CVE-2020-12013 : Security Advisory and Response
Learn about CVE-2020-12013, a code injection vulnerability affecting Mitsubishi Electric MC Works64, MC Works32, and ICONICS GenBroker64, GenBroker32. Find out the impact, affected systems, and mitigation steps.
A specially crafted WCF client that interfaces to the may allow the execution of certain arbitrary SQL commands remotely. This affects Mitsubishi Electric MC Works64, MC Works32, and ICONICS GenBroker64, Platform Services, Workbench, FrameWorX Server, and GenBroker32.
Understanding CVE-2020-12013
This CVE involves improper control of the generation of code ('code injection') affecting various products from Mitsubishi Electric and ICONICS.
What is CVE-2020-12013?
CVE-2020-12013 is a vulnerability that allows the execution of arbitrary SQL commands remotely through a specially crafted WCF client.
The Impact of CVE-2020-12013
This vulnerability can be exploited to execute arbitrary SQL commands remotely, potentially leading to unauthorized access, data manipulation, or other malicious activities.

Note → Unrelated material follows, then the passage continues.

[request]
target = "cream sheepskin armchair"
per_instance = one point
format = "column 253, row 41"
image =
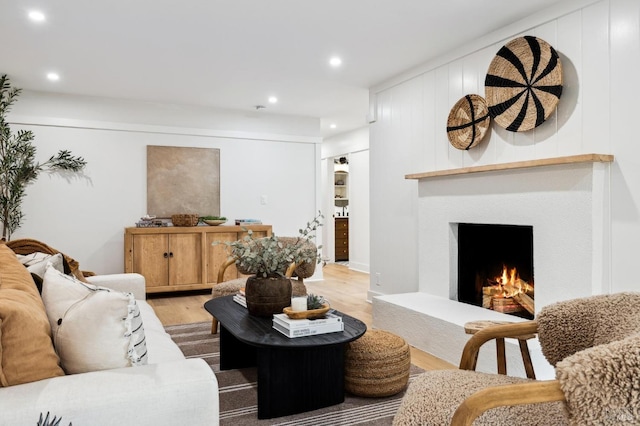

Technical Details of CVE-2020-12013
This section provides detailed technical information about the vulnerability.
Vulnerability Description
The vulnerability arises from improper control of the generation of code, specifically allowing code injection.
Affected Systems and Versions
- Mitsubishi Electric MC Works64: Version 4.02C (10.95.208.31) and earlier, all versions
- Mitsubishi Electric MC Works32: Version 3.00A (9.50.255.02)
- ICONICS GenBroker64, Platform Services, Workbench, FrameWorX Server: v10.96 and prior
- ICONICS GenBroker32: v9.5 and prior
Exploitation Mechanism
The vulnerability can be exploited by a specially crafted WCF client that interfaces with the affected systems, allowing the execution of arbitrary SQL commands remotely.
Mitigation and Prevention
Protecting systems from CVE-2020-12013 requires immediate actions and long-term security practices.
Immediate Steps to Take
- Apply security patches provided by Mitsubishi Electric and ICONICS promptly.
- Implement network segmentation to limit access to vulnerable systems.
- Monitor network traffic for any suspicious activity.
Long-Term Security Practices
- Regularly update and patch software to address known vulnerabilities.
- Conduct security assessments and penetration testing to identify and remediate weaknesses.
- Educate users on safe computing practices and the importance of cybersecurity awareness.
Patching and Updates
Ensure that all affected systems are updated with the latest patches and security updates to mitigate the risk of exploitation.